Watcher and Restart Job Mechanism

Job async executors typically execute long running tasks and / or use external services to execute jobs.

If an outage occurs, the whole microservice may stall or stop entirely whilst jobs are running. These jobs are managed by a watcher. All job executors run a watcher unless they are disabled. This scheduled thread watches all running jobs (across all job executors) in order to identify the following scenarios:

Queued Jobs

QUEUED jobs may be considered as “stalled” if they have not moved to a RUNNING state during a timeout deadline. QUEUED jobs that have stalled can be taken by another job executor with an available slot.

  • Any job executor microservice can take this job and move it to a RUNNING state.
  • Any new job executor microservice can take this job and move it to a RUNNING state at the start.

Running Jobs

RUNNING jobs may be considered as “stalled” if they haven’t updated the progress before the timeout deadline. If a running job stalls, it is moved to a TIMED_OUT state.
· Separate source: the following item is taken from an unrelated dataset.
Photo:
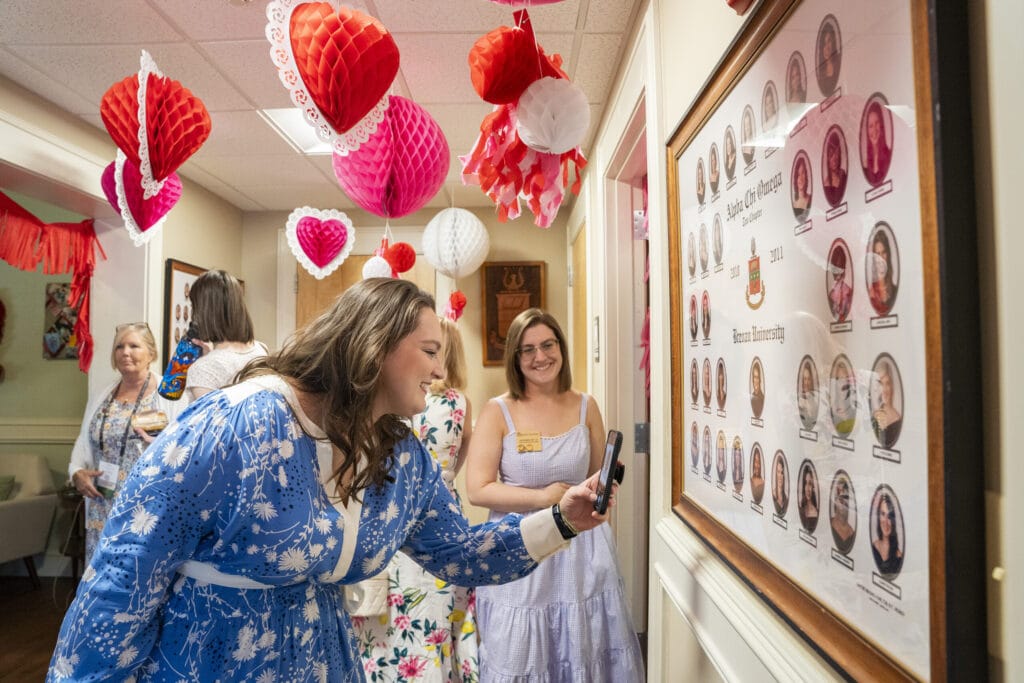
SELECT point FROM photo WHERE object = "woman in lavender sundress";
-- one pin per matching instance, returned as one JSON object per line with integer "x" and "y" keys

TIMED_OUT jobs can be taken by any other job executor microservice with an available slot. If a job is taken by another job executor, it is moved to a RUNNING state.

Timed Out Jobs

TIMED_OUT jobs are moved back to a RUNNING state if the original job execution progresses.

TIMED_OUT jobs may be considered as “stalled” if they still haven’t updated the progress for the second deadline timeout.

TIMED_OUT jobs call the resume() method for the same plugin.

  • If resume() is implemented and the job progresses, it is moved to a RUNNING state.

  • If resume() is not implemented or the job has not progressed, it is marked as FAILED.